Setting the Table:
Push and pull and end up in the same place. The chart from this week feels like a chart from 2022. Moves over 1% in either direction, with very little happening at the end. If you’ve heard me say that before, you’ll probably feel comfortable with a short condor strategy.
This morning we have futures up another 30 bps (here comes SPX 5000!) on hopes that a weak job report will encourage further easing. That and the fact that AMZN is killing it.
A curious example splashed into our liquidity pool today, with the infamous DWAC SPAC landing in the Top 250. Volumes have been robust there - trading just under a million contracts last month. We can see how volume has exploded (red bars), but that makes it fairly difficult to calculate much history for indicators, because there were hardly any markets previously.
The monthly expiration has good liquidity now, but old strike listings were much scarcer and there were no 20/5 delta strikes to calculate the COND for example, which is why we see a bunch of 0 values.
It’s a good reminder how relative liquidity really is. The reason we can only calculate the top 250 names, is because there aren’t really strike listings that allow for the granularity these indicators require.
When something explodes onto the scene with big volume, it usually means something material has changed. So the fact that we don’t have indicator values previously matters less, because they represent a different trading paradigm.
DWAC is now an interesting issue to pay attention to, but even if I could create a 30 day Condor from 2 months ago, it wouldn’t have a lot of bearing on the trading today.
Identify:
Reversion to the mean isn’t just your experience asking ChatGPT complicated questions, it’s a statistical property of random variables. The further a stochastic process deviates from its average, the higher the probability that the next and future outputs will deviate less far, i.e. closer to the mean.
This sounds like it violates the Gambler’s Fallacy. You’re not “due” black just because it’s been three reds in a row, each spin is an independent event. The statistical concept here has to do with probability density functions - the more you deviate, a greater proportion of the distribution sits closer to the mean than you do as the function increases continuously.

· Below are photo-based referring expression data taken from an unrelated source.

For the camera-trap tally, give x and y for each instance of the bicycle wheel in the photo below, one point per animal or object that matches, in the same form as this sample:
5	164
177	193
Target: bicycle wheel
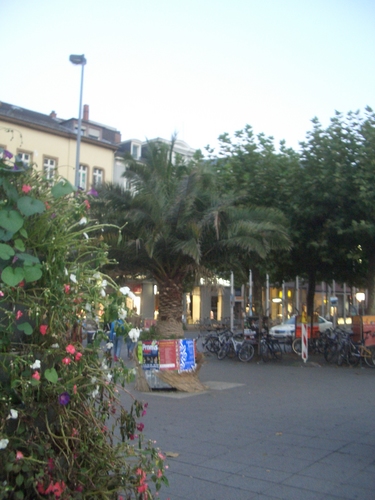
265	352
370	360
276	350
223	351
331	352
212	344
353	355
297	346
246	352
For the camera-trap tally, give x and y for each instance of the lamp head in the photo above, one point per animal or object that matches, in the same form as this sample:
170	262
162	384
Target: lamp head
77	59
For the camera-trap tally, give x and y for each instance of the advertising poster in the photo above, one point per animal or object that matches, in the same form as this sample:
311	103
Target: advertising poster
368	330
169	354
150	355
187	355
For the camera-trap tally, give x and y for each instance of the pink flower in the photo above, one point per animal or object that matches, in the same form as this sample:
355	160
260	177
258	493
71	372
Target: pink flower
70	349
43	329
142	488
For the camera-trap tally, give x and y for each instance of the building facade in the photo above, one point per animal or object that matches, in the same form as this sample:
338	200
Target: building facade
50	143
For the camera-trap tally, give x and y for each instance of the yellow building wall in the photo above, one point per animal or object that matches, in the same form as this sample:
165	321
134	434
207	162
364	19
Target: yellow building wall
42	144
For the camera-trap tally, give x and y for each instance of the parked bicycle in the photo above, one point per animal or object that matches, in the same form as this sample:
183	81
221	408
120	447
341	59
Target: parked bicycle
236	345
270	349
352	353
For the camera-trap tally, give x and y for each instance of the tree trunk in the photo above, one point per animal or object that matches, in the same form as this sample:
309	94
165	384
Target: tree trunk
170	308
371	285
311	293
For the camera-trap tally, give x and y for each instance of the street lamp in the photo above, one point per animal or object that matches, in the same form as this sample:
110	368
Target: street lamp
360	296
78	59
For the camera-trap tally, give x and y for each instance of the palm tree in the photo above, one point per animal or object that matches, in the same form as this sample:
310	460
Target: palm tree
175	224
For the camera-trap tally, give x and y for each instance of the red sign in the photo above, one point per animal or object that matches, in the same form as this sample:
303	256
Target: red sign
169	354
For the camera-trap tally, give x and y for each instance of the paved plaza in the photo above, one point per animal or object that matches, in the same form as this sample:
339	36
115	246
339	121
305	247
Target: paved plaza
268	431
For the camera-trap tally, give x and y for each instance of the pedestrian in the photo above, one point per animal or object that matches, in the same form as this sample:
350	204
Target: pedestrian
119	329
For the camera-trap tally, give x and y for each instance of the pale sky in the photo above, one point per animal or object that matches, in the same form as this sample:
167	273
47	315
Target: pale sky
197	67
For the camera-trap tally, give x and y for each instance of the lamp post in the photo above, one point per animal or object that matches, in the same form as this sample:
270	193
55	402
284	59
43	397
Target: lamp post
80	60
360	296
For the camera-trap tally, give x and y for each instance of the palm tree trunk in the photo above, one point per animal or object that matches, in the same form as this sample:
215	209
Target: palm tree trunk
170	307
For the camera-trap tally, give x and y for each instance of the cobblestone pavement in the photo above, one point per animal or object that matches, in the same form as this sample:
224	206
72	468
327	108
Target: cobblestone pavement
283	430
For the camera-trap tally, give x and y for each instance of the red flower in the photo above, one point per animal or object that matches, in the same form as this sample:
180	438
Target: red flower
78	356
43	329
70	349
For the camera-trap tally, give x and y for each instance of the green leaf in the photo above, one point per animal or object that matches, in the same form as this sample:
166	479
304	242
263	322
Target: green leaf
28	258
32	273
19	479
19	244
26	328
30	206
62	188
6	235
11	220
6	251
51	375
12	276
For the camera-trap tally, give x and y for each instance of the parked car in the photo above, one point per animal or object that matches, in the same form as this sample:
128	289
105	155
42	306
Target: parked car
287	329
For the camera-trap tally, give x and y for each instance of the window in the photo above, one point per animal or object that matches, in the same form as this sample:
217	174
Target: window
94	133
24	158
82	182
49	167
97	177
135	151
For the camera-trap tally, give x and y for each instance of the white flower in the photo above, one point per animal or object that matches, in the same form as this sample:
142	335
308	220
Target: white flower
35	365
13	414
3	443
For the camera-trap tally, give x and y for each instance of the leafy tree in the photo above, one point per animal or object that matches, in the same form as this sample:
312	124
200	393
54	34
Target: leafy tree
178	223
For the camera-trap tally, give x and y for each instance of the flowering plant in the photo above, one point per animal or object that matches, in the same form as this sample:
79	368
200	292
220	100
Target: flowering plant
64	429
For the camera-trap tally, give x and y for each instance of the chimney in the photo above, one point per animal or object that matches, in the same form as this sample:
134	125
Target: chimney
86	112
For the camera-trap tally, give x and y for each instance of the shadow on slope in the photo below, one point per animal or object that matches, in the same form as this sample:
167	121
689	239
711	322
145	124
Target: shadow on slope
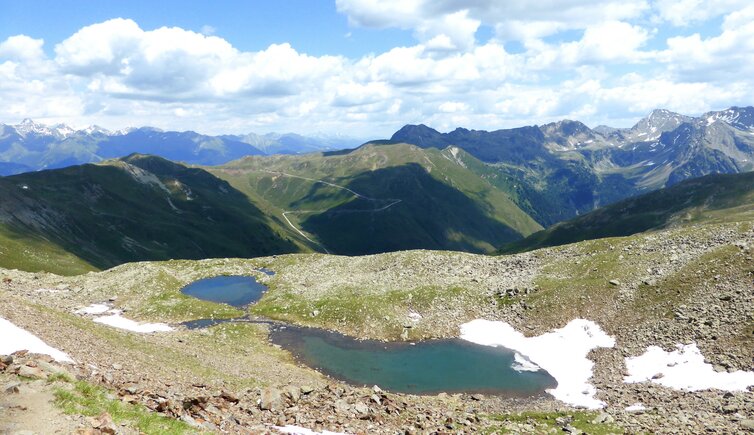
143	208
688	201
431	215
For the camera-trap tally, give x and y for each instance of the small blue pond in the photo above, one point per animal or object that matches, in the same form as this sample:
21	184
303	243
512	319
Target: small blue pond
427	367
238	291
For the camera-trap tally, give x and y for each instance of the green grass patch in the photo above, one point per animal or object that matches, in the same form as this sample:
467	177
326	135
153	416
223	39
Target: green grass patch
359	311
545	422
91	400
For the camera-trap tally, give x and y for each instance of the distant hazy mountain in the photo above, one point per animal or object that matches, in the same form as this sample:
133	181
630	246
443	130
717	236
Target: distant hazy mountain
134	208
33	146
718	197
563	169
291	143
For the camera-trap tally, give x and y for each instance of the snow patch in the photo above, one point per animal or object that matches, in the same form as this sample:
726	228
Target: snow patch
15	339
93	309
683	369
296	430
522	364
562	353
120	322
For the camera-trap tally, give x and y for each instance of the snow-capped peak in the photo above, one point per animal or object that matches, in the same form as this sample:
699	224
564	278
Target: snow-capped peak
28	127
96	129
739	117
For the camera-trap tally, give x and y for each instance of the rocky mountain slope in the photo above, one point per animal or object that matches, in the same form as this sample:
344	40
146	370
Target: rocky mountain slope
375	199
383	198
690	284
714	198
560	170
132	209
34	146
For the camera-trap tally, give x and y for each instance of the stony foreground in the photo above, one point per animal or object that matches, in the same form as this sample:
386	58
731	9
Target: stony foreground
693	284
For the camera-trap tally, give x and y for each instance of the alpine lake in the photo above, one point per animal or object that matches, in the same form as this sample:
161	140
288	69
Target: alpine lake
424	367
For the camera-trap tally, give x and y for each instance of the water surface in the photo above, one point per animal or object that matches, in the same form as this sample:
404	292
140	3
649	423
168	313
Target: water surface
428	367
238	291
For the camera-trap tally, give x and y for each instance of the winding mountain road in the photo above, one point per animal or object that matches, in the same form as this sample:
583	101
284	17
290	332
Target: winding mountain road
393	201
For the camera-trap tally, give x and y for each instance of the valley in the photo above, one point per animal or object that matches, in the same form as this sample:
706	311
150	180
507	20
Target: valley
370	266
648	289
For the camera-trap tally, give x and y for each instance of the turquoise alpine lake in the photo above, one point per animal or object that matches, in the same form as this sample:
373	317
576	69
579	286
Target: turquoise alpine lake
425	367
237	291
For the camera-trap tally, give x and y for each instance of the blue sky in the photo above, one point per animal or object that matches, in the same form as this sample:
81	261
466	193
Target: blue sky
366	67
312	26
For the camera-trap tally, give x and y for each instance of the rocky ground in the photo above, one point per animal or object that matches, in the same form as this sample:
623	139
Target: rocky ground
692	284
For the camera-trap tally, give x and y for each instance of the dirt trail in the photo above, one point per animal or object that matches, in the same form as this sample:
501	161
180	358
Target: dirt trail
31	410
392	201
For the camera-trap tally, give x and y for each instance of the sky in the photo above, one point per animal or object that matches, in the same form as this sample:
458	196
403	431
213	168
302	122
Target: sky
365	68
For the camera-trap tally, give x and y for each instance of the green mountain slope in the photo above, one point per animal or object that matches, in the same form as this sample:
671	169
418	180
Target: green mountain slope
723	198
382	198
133	209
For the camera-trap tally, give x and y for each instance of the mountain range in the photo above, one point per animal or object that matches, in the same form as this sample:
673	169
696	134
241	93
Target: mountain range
466	190
560	170
31	146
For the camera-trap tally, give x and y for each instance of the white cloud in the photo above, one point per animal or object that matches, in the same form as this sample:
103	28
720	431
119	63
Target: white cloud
686	12
21	47
513	19
610	68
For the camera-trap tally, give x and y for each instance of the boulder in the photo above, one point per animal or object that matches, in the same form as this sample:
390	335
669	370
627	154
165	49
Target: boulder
32	372
272	400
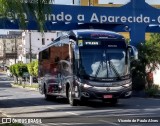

The mean of course will constantly be changing and reflective of the daily pushes and pulls. This is why moving averages of different time dimensions provide various shades of signal.
Simply put, technical indicators describe the history of stock price. Like any tool, it can get stretched to the imagination’s possibilities, but moving averages and standard deviations are nice statistical methods for describing the past and have mean reverting properties.
My belief is that in the short term the market is dominated by marginal flows of buyers and sellers. This pushes price around because of imbalances that can last a material amount of time. “The market can stay irrational longer than you can stay liquid.”
However, in the longer term both volatility and equity markets become Charlie Munger's weighing machine. A useful predictor of that value can therefore be a net of all the imbalances - the moving average.
It’s very important to note here, as time progresses the mean is a moving target - but your buys and sells are at fixed levels. That’s part of the catch.